Chinese intelligence officials are reportedly building networks in Australian universities to monitor the ethnic Chinese community to protect Beijing's interests.
China is reportedly building covert informant networks inside Australia's top universities, prompting Australia to strengthen its counter-intelligence capabilities.
Fairfax Media reports that Chinese intelligence officials say they are building networks to monitor the ethnic Chinese community to protect Beijing's core interests.
Much of the monitoring work takes place in higher education institutions, it reports.
This includes Sydney University and Melbourne University, where more than 90,000 students from mainland China are potentially exposed to ideas and activities not readily available at home.

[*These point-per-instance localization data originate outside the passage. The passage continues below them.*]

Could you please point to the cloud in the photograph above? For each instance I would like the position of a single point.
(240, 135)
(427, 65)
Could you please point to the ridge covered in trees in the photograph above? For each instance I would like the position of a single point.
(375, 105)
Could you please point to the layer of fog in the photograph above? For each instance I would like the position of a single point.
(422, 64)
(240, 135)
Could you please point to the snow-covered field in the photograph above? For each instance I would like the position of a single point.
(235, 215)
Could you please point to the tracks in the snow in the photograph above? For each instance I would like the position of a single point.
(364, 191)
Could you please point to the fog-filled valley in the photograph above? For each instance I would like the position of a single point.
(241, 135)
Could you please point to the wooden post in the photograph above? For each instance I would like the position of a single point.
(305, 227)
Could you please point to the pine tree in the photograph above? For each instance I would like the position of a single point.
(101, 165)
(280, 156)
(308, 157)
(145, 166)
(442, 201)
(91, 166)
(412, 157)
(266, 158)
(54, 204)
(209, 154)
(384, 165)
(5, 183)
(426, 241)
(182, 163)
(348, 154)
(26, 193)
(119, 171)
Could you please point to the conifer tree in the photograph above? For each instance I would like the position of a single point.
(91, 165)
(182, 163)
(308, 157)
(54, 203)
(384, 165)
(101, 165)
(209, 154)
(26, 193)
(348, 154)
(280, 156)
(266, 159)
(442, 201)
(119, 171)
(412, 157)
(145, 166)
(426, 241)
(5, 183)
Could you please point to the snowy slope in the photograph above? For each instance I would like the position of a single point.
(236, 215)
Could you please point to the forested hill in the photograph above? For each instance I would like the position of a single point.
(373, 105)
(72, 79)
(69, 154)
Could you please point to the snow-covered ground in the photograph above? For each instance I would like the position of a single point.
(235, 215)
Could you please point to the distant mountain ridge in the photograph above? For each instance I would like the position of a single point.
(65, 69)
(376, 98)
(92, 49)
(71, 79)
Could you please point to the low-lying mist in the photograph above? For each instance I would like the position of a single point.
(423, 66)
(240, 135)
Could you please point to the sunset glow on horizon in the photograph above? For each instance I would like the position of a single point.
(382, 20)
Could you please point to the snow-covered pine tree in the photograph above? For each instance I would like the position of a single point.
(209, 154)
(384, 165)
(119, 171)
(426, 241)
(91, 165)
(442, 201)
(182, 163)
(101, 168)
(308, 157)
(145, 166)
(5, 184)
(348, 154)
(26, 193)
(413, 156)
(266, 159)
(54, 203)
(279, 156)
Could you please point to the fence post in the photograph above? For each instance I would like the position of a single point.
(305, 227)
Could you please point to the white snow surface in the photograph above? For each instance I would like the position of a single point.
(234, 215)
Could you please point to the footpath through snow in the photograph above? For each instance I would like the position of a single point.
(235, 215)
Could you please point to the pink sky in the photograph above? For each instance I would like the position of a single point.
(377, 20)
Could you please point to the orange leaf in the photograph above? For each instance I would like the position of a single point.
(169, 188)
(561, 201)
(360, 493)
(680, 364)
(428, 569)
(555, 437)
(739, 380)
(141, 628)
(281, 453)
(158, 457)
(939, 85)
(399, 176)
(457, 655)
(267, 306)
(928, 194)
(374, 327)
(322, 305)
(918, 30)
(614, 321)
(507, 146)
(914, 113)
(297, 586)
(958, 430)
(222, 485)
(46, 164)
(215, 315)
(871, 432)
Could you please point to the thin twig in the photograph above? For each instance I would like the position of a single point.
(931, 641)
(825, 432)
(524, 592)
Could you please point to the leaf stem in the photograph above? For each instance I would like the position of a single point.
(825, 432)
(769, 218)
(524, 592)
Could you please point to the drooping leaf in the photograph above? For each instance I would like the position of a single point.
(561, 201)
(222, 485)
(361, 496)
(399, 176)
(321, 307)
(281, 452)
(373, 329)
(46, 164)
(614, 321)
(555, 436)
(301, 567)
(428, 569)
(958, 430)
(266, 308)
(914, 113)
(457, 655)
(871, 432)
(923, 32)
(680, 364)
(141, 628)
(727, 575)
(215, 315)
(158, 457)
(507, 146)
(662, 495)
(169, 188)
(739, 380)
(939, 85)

Allegations of an extensive spy network were raised almost a decade ago when former Chinese diplomat Chen Yonglin defected to Australia in 2005.
In a Senate Report into his request for political asylum, Mr Yonglin stated that there were agents monitoring activities of dissidents in Australian capital cities.

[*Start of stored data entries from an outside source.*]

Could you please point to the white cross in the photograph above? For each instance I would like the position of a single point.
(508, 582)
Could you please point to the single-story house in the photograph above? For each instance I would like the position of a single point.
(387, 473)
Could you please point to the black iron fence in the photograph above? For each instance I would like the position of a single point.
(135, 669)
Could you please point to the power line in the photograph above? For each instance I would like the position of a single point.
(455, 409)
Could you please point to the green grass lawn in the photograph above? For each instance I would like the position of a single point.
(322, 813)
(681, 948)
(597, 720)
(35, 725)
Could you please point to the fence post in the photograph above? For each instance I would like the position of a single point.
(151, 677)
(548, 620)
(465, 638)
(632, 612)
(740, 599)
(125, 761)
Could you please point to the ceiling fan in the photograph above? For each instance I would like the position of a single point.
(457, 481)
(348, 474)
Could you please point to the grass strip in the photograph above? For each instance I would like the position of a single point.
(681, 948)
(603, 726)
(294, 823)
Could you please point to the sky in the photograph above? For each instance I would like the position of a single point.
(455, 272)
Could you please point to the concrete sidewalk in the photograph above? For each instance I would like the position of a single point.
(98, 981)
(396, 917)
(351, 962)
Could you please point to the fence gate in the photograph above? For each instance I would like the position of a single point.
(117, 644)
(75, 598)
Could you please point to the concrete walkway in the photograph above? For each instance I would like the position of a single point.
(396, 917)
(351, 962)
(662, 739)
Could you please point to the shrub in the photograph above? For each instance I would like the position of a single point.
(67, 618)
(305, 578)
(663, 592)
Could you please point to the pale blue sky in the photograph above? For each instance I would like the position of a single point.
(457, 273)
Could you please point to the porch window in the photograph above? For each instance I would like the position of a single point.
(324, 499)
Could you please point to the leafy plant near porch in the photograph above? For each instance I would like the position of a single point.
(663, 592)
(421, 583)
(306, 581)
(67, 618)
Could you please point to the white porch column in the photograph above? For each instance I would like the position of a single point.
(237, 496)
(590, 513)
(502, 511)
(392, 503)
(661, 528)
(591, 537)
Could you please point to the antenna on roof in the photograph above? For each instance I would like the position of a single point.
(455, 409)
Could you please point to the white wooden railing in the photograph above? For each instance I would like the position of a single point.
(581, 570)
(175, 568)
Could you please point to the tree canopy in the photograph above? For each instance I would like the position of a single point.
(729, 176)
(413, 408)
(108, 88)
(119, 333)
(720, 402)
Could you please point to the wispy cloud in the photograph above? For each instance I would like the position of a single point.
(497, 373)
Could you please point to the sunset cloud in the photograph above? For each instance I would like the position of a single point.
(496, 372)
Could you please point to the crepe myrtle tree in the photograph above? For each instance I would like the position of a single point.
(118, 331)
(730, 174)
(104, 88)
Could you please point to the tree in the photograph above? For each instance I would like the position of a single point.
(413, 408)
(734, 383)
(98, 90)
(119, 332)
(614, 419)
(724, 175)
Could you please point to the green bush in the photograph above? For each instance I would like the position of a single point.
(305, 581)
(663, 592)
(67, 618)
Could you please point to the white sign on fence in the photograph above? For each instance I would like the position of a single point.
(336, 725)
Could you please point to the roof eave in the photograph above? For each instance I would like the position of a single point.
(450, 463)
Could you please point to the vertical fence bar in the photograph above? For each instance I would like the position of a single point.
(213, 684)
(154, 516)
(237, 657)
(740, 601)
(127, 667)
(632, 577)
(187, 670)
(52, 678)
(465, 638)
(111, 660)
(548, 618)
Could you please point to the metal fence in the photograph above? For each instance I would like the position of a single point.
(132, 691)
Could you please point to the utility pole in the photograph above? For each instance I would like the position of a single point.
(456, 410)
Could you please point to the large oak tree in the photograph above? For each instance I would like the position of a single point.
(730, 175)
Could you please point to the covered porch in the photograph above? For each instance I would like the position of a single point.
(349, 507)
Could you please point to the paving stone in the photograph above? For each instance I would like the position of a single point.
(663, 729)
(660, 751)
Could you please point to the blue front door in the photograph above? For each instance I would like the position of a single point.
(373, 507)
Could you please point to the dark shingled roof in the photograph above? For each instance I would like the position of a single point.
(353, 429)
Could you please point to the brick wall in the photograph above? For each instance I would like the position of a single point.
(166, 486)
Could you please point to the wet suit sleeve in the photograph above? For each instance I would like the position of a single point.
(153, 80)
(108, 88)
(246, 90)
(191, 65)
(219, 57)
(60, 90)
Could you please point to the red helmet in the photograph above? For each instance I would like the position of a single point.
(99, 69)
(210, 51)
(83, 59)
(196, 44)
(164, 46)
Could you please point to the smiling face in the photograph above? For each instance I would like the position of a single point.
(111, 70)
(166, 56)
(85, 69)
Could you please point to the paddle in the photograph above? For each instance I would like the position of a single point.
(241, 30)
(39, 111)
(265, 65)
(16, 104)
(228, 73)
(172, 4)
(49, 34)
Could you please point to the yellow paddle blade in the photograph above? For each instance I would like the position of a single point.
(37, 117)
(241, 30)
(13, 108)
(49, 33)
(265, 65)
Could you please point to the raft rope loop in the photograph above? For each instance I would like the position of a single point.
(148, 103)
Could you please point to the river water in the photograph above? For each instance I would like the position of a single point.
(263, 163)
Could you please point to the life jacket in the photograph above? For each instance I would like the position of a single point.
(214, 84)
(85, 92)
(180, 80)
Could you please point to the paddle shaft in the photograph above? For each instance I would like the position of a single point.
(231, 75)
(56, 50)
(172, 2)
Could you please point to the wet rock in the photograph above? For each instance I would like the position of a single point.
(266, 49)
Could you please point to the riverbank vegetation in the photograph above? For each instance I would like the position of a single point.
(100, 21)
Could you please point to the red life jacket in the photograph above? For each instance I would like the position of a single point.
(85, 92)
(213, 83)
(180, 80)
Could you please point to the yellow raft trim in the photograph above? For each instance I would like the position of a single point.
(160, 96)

“I got the number of 1000 secret agents and informants from a document and I know that there are two systems operating in the Chinese missions overseas in some important cities like Canberra and Sydney,” he said.
“One is the diplomatic system; the other is the information collection system reporting to the intelligence service of China… These were from certain intelligence services that indicated that they were very active in Australia.”
Mr Yonglin’s claims were also presented to the US House of Representatives Human Rights Committee in 2005.
Speaking to the Sydney Morning Herald, he said Chinese diplomats set up well-funded Chinese student associations at the universities.
“The students are useful for welcoming leaders at airports and blocking protest groups from sight, and also collecting information,” he said.